I live in an apartment block with a shared SKY dish on the roof. The cable from the dish comes into a distribution switch which has a connection into my apartment. In my apartment I have a Triax satellite receiver (model DVB 1000 S). 

I have been unable to setup this up so that I can watch FTV (free-to-view) channels, e.g. BBC, ITV, etc. on my TV. I should be able to do this AFAIK but so far all attempts to program my Triax have failed. Does anybody have any experience with these Triax receivers that might be able to help me?


----------



## jhegarty (11 Aug 2009)

Depends on the setup used to wire the dish.

What happens when you scan ?

What signal readings do you get ?

Have you tired a sky box on the connection to make sure it works ?


----------



## ivuernis (11 Aug 2009)

jhegarty said:


> What happens when you scan ? What signal readings do you get ?

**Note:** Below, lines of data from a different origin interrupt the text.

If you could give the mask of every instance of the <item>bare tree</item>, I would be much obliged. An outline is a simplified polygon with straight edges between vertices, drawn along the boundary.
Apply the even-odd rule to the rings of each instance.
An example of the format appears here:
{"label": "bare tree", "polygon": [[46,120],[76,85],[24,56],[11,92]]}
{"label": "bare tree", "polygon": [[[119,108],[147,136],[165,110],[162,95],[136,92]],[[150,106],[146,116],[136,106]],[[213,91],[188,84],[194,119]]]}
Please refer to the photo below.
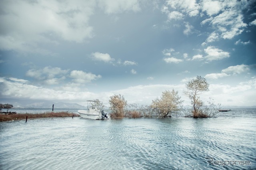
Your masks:
{"label": "bare tree", "polygon": [[159,110],[162,117],[166,117],[170,113],[177,111],[182,108],[183,101],[178,95],[178,91],[174,89],[171,91],[166,90],[162,92],[160,99],[157,98],[152,101],[151,107]]}
{"label": "bare tree", "polygon": [[[188,97],[193,106],[193,117],[211,117],[216,114],[216,105],[213,100],[208,102],[208,105],[205,105],[200,99],[198,95],[204,91],[209,91],[209,85],[206,79],[200,76],[188,81],[186,84],[186,90],[183,91],[185,96]],[[218,104],[219,107],[220,104]]]}
{"label": "bare tree", "polygon": [[9,109],[11,109],[13,107],[12,105],[10,105],[10,104],[0,104],[0,109],[7,109],[6,112],[8,112]]}
{"label": "bare tree", "polygon": [[108,103],[110,104],[110,109],[113,113],[112,115],[117,117],[123,117],[124,107],[127,105],[124,96],[114,95],[110,97]]}

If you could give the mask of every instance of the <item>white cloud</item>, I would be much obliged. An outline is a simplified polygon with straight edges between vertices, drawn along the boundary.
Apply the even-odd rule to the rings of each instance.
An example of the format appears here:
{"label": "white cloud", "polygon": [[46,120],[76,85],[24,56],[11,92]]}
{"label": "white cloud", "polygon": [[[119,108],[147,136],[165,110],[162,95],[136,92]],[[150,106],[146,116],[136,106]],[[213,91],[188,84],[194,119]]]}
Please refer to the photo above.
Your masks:
{"label": "white cloud", "polygon": [[183,19],[183,14],[178,11],[172,11],[168,14],[168,20],[181,20]]}
{"label": "white cloud", "polygon": [[21,83],[26,83],[29,82],[29,81],[28,80],[24,80],[24,79],[17,79],[16,78],[14,77],[10,77],[8,78],[8,79],[12,81],[18,81]]}
{"label": "white cloud", "polygon": [[204,49],[204,52],[207,55],[204,58],[207,61],[210,61],[222,59],[230,56],[228,52],[224,51],[212,46],[208,46]]}
{"label": "white cloud", "polygon": [[243,73],[246,72],[250,70],[250,66],[248,65],[241,64],[233,66],[230,66],[221,71],[221,73],[213,73],[206,74],[205,77],[210,79],[217,79],[219,78],[236,75]]}
{"label": "white cloud", "polygon": [[30,69],[26,73],[27,76],[42,80],[47,78],[52,79],[56,76],[65,75],[68,72],[68,70],[62,70],[59,67],[52,67],[50,66],[46,67],[42,69]]}
{"label": "white cloud", "polygon": [[211,24],[218,29],[223,38],[228,39],[240,34],[246,26],[243,22],[242,15],[234,9],[226,10],[214,17]]}
{"label": "white cloud", "polygon": [[183,61],[182,59],[178,59],[174,57],[164,58],[164,60],[167,63],[178,63]]}
{"label": "white cloud", "polygon": [[194,29],[194,27],[190,25],[188,22],[185,22],[184,23],[186,29],[183,31],[183,33],[186,36],[188,36],[193,33],[192,30]]}
{"label": "white cloud", "polygon": [[222,9],[220,2],[217,0],[204,0],[202,1],[202,10],[206,11],[209,16],[218,14]]}
{"label": "white cloud", "polygon": [[64,80],[65,79],[66,79],[65,76],[63,76],[60,78],[52,78],[45,80],[44,83],[49,85],[56,85],[59,84],[60,81]]}
{"label": "white cloud", "polygon": [[94,59],[103,61],[106,63],[110,62],[115,60],[114,59],[111,58],[110,55],[107,53],[104,54],[96,52],[94,53],[92,53],[92,55]]}
{"label": "white cloud", "polygon": [[137,74],[137,71],[134,69],[132,69],[131,70],[131,73],[132,74]]}
{"label": "white cloud", "polygon": [[206,74],[204,77],[206,79],[217,79],[219,78],[222,78],[224,77],[229,76],[230,75],[228,75],[225,73],[212,73]]}
{"label": "white cloud", "polygon": [[256,19],[249,23],[249,25],[250,26],[256,26]]}
{"label": "white cloud", "polygon": [[221,72],[227,74],[234,75],[248,71],[250,70],[250,66],[244,64],[241,64],[241,65],[236,65],[234,66],[229,67],[226,69],[222,70]]}
{"label": "white cloud", "polygon": [[94,5],[90,1],[2,2],[0,49],[49,54],[40,43],[58,44],[56,38],[82,42],[93,36],[88,21]]}
{"label": "white cloud", "polygon": [[70,72],[70,77],[75,83],[81,84],[90,83],[92,80],[96,80],[102,77],[100,75],[97,75],[80,70],[73,70]]}
{"label": "white cloud", "polygon": [[239,39],[235,43],[235,44],[242,44],[244,45],[246,45],[250,44],[250,43],[251,42],[250,40],[248,41],[247,42],[243,42],[241,40]]}
{"label": "white cloud", "polygon": [[192,57],[192,60],[194,60],[195,59],[200,60],[203,59],[204,57],[203,57],[203,55],[201,54],[195,55]]}
{"label": "white cloud", "polygon": [[105,12],[116,14],[124,11],[140,10],[140,4],[138,0],[98,0],[99,6],[104,9]]}
{"label": "white cloud", "polygon": [[137,65],[138,63],[134,61],[125,61],[124,62],[124,65]]}
{"label": "white cloud", "polygon": [[213,32],[206,39],[206,42],[211,42],[218,40],[219,39],[219,34],[215,32]]}
{"label": "white cloud", "polygon": [[171,48],[169,49],[164,49],[162,52],[164,55],[170,56],[171,54],[171,53],[172,52],[174,51],[175,51],[175,50],[174,49]]}
{"label": "white cloud", "polygon": [[196,0],[168,0],[166,4],[174,9],[180,10],[190,16],[199,13],[199,6]]}

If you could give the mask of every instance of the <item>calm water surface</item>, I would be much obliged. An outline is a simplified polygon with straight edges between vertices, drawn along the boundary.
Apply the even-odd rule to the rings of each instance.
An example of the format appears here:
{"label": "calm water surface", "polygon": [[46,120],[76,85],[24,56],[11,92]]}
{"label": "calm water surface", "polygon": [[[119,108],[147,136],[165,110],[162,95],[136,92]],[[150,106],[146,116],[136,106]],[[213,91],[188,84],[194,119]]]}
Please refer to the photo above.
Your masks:
{"label": "calm water surface", "polygon": [[[202,119],[0,122],[0,136],[1,170],[256,169],[253,109]],[[206,157],[251,165],[214,165]]]}

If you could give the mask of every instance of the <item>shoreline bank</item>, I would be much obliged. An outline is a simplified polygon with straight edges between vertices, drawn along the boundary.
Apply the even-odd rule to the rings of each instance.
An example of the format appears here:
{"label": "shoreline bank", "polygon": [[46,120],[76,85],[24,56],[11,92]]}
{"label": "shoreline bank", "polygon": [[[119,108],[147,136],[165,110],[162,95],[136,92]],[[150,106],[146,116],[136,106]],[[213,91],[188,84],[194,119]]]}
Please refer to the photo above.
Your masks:
{"label": "shoreline bank", "polygon": [[68,112],[61,112],[58,113],[51,112],[46,113],[40,114],[15,114],[10,115],[0,115],[0,122],[6,121],[16,121],[22,119],[34,119],[47,117],[79,117],[79,115],[70,113]]}

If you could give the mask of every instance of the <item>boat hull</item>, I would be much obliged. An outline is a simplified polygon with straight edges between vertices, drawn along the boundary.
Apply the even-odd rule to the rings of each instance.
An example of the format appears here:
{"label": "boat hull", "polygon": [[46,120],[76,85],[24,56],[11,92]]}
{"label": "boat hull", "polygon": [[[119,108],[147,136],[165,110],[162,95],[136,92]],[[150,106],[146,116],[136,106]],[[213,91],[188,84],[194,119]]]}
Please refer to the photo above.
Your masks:
{"label": "boat hull", "polygon": [[[80,117],[83,118],[88,119],[92,120],[100,120],[102,119],[102,115],[101,113],[96,113],[93,114],[90,114],[89,113],[87,113],[86,111],[84,110],[80,110],[78,111]],[[109,119],[108,117],[108,118]],[[106,119],[106,118],[105,118]]]}

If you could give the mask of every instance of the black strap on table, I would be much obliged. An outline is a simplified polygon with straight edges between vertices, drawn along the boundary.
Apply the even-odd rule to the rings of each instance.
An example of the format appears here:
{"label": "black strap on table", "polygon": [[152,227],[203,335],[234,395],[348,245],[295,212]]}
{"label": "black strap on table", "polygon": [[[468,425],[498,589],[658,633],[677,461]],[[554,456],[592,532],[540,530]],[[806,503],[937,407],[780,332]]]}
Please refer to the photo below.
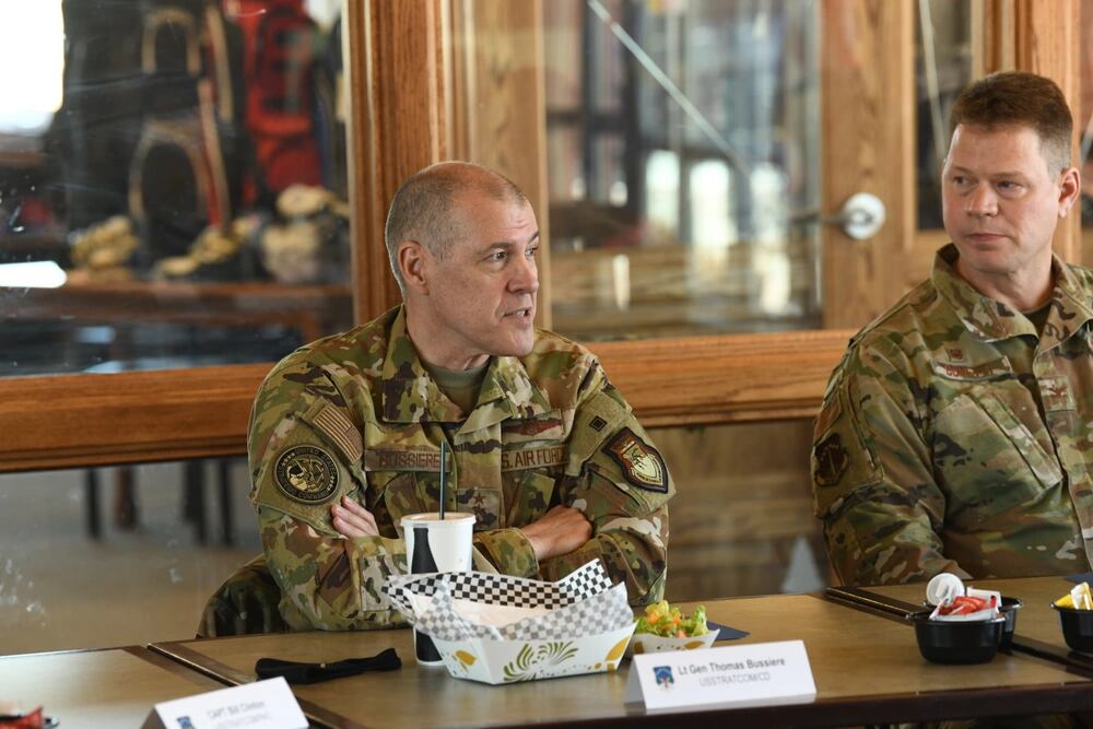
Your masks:
{"label": "black strap on table", "polygon": [[343,679],[365,671],[393,671],[402,668],[402,661],[395,648],[388,648],[371,658],[346,658],[331,663],[299,663],[277,658],[259,658],[255,673],[259,679],[275,679],[283,675],[289,683],[319,683],[332,679]]}

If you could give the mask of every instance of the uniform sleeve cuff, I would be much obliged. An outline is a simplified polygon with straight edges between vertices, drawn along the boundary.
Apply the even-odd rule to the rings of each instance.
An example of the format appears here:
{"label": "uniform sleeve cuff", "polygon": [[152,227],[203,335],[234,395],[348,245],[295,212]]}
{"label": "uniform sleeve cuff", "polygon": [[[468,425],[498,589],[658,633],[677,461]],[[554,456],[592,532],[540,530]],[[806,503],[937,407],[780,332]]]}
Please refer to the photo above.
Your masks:
{"label": "uniform sleeve cuff", "polygon": [[537,577],[539,561],[531,542],[519,529],[495,529],[474,534],[474,545],[497,568],[513,577]]}

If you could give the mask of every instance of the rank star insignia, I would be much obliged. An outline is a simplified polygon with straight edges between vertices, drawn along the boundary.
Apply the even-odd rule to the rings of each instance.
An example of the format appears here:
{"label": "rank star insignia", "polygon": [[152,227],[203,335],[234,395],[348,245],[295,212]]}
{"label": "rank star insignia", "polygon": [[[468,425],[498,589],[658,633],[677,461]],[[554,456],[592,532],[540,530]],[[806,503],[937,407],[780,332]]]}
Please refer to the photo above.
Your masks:
{"label": "rank star insignia", "polygon": [[668,493],[668,469],[660,454],[650,448],[628,427],[611,438],[603,452],[622,468],[626,480],[638,489]]}
{"label": "rank star insignia", "polygon": [[338,487],[338,467],[321,448],[293,446],[277,459],[274,478],[289,498],[317,504],[330,498]]}
{"label": "rank star insignia", "polygon": [[815,451],[816,483],[821,486],[834,486],[843,478],[850,465],[850,455],[843,447],[843,438],[838,433],[832,433],[820,442]]}

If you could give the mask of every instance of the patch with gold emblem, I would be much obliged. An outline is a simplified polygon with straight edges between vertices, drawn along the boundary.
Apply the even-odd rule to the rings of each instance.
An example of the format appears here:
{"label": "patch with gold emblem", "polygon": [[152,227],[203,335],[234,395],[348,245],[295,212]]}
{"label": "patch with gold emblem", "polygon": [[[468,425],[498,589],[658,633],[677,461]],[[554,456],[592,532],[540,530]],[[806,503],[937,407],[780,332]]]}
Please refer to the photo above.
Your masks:
{"label": "patch with gold emblem", "polygon": [[821,486],[834,486],[850,465],[850,455],[838,433],[832,433],[816,445],[815,479]]}
{"label": "patch with gold emblem", "polygon": [[277,459],[274,479],[285,496],[305,504],[318,504],[338,487],[338,467],[321,448],[293,446]]}
{"label": "patch with gold emblem", "polygon": [[628,427],[619,431],[603,447],[603,452],[619,463],[626,480],[638,489],[668,493],[668,468],[665,459]]}

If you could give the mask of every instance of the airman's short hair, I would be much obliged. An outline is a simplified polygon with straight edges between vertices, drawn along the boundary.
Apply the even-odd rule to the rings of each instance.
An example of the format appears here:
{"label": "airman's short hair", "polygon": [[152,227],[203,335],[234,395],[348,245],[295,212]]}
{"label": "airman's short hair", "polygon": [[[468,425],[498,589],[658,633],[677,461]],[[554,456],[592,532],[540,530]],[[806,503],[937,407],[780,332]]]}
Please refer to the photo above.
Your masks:
{"label": "airman's short hair", "polygon": [[513,180],[489,167],[470,162],[438,162],[410,175],[391,200],[384,228],[387,258],[406,294],[399,271],[398,248],[403,240],[416,240],[437,259],[444,259],[463,234],[462,220],[454,214],[461,195],[478,191],[496,200],[522,204],[527,196]]}
{"label": "airman's short hair", "polygon": [[951,130],[969,127],[1029,127],[1039,137],[1048,169],[1071,166],[1073,116],[1067,97],[1050,79],[1027,71],[991,73],[968,84],[956,97]]}

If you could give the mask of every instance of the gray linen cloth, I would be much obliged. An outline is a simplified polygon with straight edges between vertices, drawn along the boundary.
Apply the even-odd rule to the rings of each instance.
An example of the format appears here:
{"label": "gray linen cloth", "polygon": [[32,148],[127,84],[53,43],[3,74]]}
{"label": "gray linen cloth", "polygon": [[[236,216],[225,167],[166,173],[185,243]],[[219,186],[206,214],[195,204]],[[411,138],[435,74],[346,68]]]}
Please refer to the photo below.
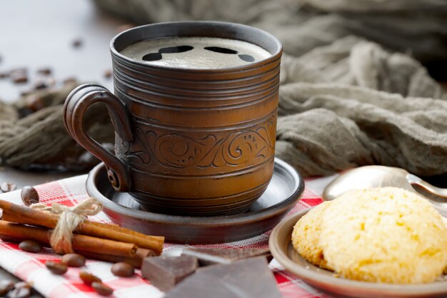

When I scan I don't get anything, i.e. not much of a signal. I downloaded some online instructions on how to scan for BBC, etc. but had no joy. 



jhegarty said:


> Have you tired a sky box on the connection to make sure it works ? Depends on the setup used to wire the dish.



No, I could try to get a loan of one and try it out. Can a dish be configured so that it would only work with Sky boxes? I thought you could plug in any receiver to pick up the FTV channels?


----------



## jhegarty (11 Aug 2009)

ivuernis said:


> No, I could try to get a loan of one and try it out. Can a dish be configured so that it would only work with Sky boxes? I thought you could plug in any receiver to pick up the FTV channels?



If it will work with a Sky box it should work with your FTA one. But we don't know if it works with a Sky box.

If may be a fault with the cable , dish, lnb..etc...etc.


----------



## 8till8 (21 Aug 2009)

Its likely there is a setting in the triax that is incorrect. 
Is the triax showing a signal from the dish (strength & quality) If it isn't then something fundamental is wrong with wiring/dish etc. If you are getting signal then its your setup and programming of the receiver so you need to figure this out or get someone to program it for you.


----------